There’s no overt attempt at melodrama, but the convincing characterization of Lady Byron (who fashioned “a career out of having suffered at Lord Byron’s hands, while at the same time basking in the aura of his fame”), Ada’s admission that she’d fallen out of love with William Lovelace and didn’t really like children and her laudanum-induced erratic behavior make her a heroine worthy of fiction. Here McCully offers middle-schoolers a biography at once more nuanced about Lovelace’s enduring contribution to computer development and vastly more involving about the domestic dramas that marked her life with her controlling mother, her supportive but ultimately unloved husband, and her largely ignored children.

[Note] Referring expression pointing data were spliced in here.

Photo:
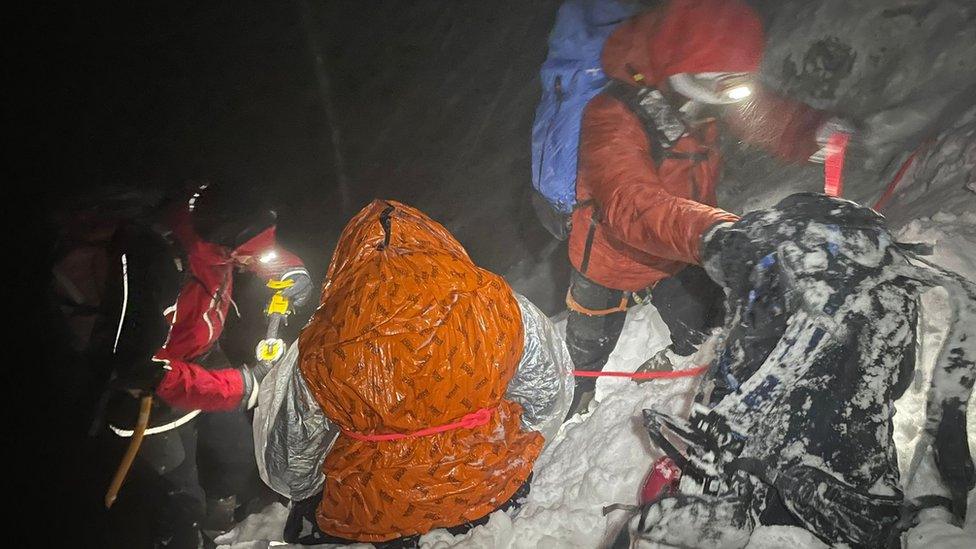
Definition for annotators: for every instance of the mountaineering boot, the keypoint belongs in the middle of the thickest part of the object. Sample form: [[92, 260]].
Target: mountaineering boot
[[662, 480], [220, 515]]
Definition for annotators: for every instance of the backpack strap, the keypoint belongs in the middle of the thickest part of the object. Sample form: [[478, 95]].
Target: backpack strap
[[660, 120]]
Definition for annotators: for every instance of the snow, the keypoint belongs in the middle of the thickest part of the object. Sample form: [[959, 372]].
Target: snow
[[601, 458]]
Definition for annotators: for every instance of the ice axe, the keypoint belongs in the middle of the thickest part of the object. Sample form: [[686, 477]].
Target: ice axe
[[145, 405], [271, 348]]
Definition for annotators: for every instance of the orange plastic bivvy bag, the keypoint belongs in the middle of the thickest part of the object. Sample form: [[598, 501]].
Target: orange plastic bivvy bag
[[412, 336]]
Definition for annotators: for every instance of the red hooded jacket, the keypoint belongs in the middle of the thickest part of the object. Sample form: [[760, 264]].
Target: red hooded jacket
[[197, 318], [648, 219]]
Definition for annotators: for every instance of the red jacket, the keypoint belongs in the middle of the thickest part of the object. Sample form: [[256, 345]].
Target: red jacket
[[197, 318], [649, 218]]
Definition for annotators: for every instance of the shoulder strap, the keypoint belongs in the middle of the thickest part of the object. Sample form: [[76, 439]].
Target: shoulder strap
[[660, 121]]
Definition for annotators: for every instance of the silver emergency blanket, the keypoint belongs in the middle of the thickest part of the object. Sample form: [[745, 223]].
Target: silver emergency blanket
[[543, 383], [291, 434]]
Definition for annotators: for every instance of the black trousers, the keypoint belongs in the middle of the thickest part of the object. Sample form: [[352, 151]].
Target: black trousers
[[301, 527], [690, 303], [176, 471]]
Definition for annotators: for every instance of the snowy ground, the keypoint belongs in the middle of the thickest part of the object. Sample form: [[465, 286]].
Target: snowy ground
[[601, 458]]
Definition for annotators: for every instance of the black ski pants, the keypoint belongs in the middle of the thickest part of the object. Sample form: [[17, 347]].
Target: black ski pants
[[689, 302]]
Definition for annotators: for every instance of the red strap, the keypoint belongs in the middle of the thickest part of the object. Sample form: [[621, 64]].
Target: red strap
[[469, 421], [674, 374], [834, 163]]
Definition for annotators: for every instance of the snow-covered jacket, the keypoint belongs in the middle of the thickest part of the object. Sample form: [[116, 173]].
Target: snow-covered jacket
[[641, 221]]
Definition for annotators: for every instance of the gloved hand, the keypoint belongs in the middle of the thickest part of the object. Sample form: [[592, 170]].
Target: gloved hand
[[724, 248], [253, 376], [730, 251], [827, 129], [141, 378], [300, 291]]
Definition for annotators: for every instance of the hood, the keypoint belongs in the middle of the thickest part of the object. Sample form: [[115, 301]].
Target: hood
[[685, 36]]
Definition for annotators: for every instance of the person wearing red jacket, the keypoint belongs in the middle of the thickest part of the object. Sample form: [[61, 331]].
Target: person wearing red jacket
[[649, 164], [167, 309]]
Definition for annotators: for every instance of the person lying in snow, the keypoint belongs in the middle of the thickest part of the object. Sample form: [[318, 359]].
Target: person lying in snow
[[794, 421], [649, 164], [438, 385]]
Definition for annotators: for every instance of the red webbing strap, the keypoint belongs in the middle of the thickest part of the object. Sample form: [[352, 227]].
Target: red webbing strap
[[834, 163], [469, 421], [674, 374]]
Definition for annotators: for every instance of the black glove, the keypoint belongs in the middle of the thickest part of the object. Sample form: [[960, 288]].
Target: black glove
[[253, 376], [726, 249], [141, 378]]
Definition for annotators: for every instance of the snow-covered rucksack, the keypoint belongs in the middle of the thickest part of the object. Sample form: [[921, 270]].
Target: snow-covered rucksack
[[794, 424], [571, 75]]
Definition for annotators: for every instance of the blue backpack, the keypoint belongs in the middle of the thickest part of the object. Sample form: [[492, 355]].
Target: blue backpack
[[571, 76]]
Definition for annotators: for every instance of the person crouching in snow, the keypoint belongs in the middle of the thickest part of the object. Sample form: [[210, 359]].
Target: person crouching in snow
[[649, 165], [441, 382], [167, 295]]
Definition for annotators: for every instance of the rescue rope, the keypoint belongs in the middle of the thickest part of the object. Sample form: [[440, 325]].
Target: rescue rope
[[468, 421], [834, 163], [673, 374], [883, 201]]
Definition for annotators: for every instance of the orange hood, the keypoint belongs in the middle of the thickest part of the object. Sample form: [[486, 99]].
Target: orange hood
[[685, 36], [412, 335]]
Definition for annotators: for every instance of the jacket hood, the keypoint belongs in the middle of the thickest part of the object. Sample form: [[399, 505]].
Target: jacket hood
[[685, 36]]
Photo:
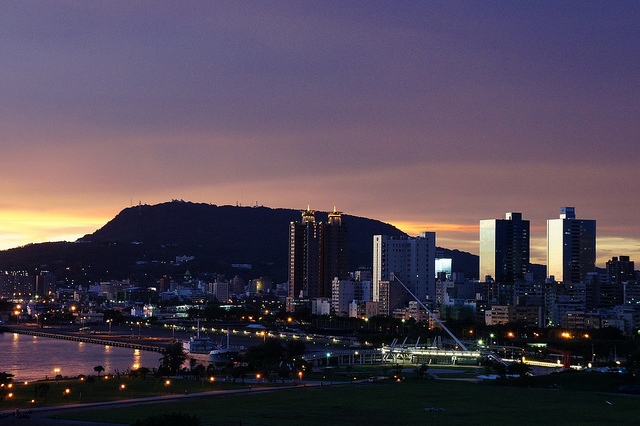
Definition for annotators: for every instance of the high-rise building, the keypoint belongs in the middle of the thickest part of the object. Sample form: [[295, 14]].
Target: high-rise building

STEM education has spurred curricular interest in Ada Byron Lovelace, and much of it has recently emerged in picture-book format. The result is a portrait that is at once remarkable and fascinating, tragic and triumphant.★ The Bulletin for the Center for Children’s Books Award-winning author Emily Arnold McCully opens the window on a peculiar and singular intellect, shaped - and hampered - by history, social norms, and family dysfunction. Their ensuing collaborations resulted in ideas and concepts that presaged computer programming by almost two hundred years, and Ada Lovelace is now recognized as a pioneer and prophet of the information age. At seventeen, Ada met eccentric inventor Charles Babbage, a kindred spirit.

Tutored by the brightest minds, Ada developed a hunger for mental puzzles, mathematical conundrums, and scientific discovery that kept pace with the breathtaking advances of the industrial and social revolutions taking place in Europe. Her strict mother worked hard at cultivating her own role as the long-suffering ex-wife of bad-boy poet Lord Byron while raising Ada in isolation. This illuminating biography reveals how the daughter of Lord Byron, Britain's most infamous Romantic poet, became the world's first computer programmer.Įven by 1800s standards, Ada Byron Lovelace had an unusual upbringing.